For some reason, this situation looked like opportunity to me. I had been an intern for the Wall Street Journal Europe, so I had contacts there, and went dutifully about trying to become a stringer for the US papers – I didn’t know about Charles Brady at the time. Besides, my expenses were low. At 22, I was happy to live off of spicy Turkish pizza or bratwurst from the local Schnell Imbiss. And I had no real reason to go home.
I started sending out pitch letters typed on the electric typewriter I had received as a college graduation present. And, slowly, assignments came. For the Toronto Star, I wrote about a Berlin apartment complex with a superhighway through its basement – apparently a similar building was being considered in Toronto. Ms. magazine, an iconic feminist publication, let me write a piece about long-delayed recognition for the Trummerfrau, women who had sorted through the ruins of bombed-out Berlin. For Sports Illustrated, I wrote about a new East German boxing robot.

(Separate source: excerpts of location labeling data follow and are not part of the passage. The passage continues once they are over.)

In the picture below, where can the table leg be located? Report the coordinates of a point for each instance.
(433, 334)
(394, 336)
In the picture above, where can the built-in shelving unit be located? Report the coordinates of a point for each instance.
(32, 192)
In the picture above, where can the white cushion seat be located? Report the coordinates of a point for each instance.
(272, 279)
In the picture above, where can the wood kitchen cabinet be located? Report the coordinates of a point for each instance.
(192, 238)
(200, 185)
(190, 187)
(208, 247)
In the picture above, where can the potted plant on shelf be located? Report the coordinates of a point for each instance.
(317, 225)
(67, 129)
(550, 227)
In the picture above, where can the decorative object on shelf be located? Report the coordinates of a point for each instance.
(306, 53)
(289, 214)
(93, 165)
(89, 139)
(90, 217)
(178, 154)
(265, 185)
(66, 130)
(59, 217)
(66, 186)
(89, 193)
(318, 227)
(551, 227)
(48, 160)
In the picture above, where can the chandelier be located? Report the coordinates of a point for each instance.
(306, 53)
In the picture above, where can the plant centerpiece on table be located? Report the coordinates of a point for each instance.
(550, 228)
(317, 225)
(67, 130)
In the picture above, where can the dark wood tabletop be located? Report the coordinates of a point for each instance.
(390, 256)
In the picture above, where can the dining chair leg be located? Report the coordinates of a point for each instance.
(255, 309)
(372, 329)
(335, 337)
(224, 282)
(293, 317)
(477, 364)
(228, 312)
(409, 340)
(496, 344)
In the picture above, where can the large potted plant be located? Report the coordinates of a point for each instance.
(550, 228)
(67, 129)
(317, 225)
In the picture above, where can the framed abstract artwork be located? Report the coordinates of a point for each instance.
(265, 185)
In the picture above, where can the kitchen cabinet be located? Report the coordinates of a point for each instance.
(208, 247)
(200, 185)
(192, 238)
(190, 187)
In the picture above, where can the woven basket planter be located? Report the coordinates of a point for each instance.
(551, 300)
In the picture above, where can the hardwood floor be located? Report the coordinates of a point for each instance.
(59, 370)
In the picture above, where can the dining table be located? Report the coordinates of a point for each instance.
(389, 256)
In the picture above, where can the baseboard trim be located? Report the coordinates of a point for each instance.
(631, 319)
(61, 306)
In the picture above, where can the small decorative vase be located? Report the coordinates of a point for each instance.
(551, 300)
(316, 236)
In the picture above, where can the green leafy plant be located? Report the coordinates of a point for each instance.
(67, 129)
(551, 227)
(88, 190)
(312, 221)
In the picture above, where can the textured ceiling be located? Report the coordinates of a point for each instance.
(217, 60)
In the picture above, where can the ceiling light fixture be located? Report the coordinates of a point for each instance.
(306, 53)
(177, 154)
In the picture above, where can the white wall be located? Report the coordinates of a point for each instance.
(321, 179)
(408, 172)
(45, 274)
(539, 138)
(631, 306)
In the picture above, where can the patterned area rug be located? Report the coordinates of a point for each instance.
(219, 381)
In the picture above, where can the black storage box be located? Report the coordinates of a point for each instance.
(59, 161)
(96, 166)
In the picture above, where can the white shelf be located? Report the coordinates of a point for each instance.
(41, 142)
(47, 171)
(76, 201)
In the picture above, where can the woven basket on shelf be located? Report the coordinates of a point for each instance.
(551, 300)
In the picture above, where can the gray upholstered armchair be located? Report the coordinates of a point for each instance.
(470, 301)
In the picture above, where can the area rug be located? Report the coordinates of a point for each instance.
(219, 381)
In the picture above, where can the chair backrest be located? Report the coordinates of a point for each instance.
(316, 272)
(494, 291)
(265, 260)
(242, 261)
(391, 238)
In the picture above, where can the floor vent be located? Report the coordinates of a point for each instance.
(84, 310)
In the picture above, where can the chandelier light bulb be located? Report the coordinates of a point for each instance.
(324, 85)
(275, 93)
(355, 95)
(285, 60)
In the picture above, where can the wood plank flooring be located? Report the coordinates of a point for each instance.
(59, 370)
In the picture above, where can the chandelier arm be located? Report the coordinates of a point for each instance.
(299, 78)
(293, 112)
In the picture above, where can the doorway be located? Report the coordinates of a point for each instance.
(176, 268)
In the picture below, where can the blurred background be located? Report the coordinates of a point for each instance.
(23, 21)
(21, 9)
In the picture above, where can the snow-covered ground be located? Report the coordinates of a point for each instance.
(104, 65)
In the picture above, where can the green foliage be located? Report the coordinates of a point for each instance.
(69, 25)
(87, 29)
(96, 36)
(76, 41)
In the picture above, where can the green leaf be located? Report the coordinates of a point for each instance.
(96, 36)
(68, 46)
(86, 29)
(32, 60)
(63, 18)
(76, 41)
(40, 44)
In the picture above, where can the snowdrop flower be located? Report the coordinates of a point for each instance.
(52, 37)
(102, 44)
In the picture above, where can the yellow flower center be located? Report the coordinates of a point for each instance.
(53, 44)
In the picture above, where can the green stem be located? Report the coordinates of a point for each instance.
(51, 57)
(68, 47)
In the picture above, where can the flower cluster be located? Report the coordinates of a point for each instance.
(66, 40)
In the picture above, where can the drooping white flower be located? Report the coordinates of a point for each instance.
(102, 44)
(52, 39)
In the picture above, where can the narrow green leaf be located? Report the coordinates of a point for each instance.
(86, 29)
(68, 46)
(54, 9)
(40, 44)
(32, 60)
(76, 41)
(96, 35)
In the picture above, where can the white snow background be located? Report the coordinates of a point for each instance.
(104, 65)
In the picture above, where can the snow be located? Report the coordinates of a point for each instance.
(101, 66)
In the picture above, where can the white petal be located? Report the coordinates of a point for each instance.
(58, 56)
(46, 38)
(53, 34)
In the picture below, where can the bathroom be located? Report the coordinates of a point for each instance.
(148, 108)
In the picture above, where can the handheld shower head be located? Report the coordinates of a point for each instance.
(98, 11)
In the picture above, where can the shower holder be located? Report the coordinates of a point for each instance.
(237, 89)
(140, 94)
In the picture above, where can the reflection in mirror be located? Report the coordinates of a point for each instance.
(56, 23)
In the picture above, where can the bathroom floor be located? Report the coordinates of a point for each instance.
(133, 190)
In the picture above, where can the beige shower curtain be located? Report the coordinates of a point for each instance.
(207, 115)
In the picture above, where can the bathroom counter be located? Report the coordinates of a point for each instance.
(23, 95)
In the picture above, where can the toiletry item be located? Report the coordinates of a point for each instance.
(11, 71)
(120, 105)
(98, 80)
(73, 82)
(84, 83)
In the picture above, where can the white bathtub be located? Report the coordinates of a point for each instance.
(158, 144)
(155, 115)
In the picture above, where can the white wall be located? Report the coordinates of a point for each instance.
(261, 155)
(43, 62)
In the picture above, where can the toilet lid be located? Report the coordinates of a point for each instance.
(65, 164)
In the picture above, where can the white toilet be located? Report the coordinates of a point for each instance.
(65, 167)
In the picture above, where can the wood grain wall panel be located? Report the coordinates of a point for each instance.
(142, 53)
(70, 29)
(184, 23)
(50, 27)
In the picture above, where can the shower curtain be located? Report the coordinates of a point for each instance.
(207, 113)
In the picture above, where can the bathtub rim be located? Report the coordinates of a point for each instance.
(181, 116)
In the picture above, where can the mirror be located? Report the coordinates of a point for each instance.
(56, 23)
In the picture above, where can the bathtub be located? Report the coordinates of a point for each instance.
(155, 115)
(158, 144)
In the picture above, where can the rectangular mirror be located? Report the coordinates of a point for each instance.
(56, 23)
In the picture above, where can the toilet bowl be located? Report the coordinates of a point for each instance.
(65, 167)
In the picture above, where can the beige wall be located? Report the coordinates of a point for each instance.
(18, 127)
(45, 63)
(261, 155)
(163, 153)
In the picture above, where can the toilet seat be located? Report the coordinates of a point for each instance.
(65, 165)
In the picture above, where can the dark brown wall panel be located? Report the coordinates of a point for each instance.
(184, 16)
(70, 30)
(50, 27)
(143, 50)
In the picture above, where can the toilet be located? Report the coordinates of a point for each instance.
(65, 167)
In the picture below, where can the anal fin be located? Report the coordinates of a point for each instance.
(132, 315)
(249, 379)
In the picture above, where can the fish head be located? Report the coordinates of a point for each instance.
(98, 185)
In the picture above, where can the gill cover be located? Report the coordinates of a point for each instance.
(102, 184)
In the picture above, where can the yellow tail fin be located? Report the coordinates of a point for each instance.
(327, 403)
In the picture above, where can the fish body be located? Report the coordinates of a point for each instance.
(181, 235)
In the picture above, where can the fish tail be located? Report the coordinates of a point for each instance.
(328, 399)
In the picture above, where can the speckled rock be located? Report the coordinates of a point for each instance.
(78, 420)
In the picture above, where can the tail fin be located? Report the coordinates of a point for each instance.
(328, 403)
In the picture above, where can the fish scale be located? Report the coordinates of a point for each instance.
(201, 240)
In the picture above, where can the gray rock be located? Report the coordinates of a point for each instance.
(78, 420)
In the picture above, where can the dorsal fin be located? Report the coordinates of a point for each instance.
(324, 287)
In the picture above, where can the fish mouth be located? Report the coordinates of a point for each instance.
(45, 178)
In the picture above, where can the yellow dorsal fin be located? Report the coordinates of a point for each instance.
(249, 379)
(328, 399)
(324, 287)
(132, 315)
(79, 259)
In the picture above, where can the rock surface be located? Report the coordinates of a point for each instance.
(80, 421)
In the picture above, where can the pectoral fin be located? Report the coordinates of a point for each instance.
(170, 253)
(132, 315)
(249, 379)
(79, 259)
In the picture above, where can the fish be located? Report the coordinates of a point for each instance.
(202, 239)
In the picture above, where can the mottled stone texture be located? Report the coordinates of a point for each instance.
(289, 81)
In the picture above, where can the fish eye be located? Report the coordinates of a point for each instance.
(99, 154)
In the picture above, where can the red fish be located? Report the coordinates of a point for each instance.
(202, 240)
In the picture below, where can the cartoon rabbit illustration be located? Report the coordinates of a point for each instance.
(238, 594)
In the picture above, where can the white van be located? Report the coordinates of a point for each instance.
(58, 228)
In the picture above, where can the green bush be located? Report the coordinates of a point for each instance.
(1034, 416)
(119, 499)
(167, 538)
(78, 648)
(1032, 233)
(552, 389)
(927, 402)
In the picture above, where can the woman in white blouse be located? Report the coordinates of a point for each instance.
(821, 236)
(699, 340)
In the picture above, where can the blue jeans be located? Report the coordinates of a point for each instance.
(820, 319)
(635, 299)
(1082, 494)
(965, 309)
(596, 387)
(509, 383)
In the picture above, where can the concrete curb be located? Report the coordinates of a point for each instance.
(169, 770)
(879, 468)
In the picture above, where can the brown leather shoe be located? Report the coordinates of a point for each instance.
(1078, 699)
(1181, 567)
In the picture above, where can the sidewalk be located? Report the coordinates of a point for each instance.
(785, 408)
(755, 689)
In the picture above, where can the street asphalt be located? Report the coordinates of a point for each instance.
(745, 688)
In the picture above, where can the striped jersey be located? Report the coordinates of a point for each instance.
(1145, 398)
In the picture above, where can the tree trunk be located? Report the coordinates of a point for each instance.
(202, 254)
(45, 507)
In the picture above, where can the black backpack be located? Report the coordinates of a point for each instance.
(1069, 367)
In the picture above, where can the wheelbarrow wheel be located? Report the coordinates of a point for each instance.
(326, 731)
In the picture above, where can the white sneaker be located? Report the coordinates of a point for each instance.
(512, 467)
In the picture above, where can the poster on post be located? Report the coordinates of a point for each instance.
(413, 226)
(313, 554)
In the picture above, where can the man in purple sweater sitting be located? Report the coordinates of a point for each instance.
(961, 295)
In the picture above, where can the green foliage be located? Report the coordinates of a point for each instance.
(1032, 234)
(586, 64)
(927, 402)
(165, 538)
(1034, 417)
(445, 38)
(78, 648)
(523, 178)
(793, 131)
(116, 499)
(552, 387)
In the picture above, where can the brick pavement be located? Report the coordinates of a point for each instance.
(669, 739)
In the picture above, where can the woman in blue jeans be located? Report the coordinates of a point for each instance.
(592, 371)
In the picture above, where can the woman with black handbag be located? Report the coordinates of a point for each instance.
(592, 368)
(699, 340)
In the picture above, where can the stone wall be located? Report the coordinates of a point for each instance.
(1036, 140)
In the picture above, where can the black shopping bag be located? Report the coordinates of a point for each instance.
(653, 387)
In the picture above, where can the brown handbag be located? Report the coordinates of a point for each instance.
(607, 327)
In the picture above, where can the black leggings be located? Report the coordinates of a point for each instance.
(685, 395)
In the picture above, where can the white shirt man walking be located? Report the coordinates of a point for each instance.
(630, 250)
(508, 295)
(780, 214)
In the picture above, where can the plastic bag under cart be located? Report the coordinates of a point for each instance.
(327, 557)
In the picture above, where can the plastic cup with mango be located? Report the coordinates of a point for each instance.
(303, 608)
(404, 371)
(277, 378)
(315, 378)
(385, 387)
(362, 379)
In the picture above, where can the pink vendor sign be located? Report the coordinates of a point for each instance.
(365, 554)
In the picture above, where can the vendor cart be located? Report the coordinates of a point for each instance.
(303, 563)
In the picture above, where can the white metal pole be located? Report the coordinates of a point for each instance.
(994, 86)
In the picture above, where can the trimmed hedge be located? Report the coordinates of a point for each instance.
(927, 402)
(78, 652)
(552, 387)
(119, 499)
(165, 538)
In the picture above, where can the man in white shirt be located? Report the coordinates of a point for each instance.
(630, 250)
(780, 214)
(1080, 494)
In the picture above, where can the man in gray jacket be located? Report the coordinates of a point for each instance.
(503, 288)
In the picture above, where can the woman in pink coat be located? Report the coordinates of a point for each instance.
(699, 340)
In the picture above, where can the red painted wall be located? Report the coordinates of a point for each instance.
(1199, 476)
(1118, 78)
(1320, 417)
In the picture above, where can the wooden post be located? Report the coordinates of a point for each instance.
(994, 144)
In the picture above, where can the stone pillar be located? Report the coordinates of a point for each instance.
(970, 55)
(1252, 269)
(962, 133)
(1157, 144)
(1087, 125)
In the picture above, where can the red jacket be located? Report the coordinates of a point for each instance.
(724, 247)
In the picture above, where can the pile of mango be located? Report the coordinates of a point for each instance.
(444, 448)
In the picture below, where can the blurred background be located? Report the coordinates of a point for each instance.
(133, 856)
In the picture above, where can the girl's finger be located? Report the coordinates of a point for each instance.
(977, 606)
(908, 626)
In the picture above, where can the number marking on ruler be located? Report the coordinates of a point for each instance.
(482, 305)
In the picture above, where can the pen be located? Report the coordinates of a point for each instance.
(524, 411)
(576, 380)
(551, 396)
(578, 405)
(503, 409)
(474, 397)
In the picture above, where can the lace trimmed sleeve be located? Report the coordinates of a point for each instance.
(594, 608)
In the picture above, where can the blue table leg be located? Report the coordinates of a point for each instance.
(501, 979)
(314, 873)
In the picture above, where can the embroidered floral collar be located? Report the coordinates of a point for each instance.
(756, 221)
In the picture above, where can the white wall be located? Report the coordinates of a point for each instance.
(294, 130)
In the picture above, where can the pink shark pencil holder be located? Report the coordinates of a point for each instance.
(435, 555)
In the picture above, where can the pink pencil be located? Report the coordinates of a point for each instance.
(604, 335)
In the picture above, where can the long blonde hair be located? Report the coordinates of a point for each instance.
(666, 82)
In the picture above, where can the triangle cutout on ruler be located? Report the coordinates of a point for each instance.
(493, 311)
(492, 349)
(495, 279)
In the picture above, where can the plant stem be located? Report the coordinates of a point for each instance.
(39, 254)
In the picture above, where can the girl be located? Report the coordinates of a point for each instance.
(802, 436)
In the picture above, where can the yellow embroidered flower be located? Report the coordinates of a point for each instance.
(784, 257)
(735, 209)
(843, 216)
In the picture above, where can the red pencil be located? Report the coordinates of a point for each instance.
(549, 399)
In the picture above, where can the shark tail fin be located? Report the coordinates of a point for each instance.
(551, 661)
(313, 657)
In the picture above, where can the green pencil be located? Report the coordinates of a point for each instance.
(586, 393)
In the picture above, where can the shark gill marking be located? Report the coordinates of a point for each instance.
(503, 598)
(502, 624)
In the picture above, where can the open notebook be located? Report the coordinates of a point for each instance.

I wrote for anyone who would pay me. I wrote for a left-wing journal called Mother Jones about the racial harassment of Africans in Europe, something rarely discussed at the time. I contributed regularly to the editorial page of the Wall Street Journal Europe, a bastion of right-wing, Reaganite thinking.
Once, I helped a Fleet Street celebrity reporter named Baz Bamigboye chase down actor Sean Penn, then known mostly for his run-ins with he press. Sean hid beneath the red banquettes of the Café de Paris when he saw me and Baz Bamigboye on the way.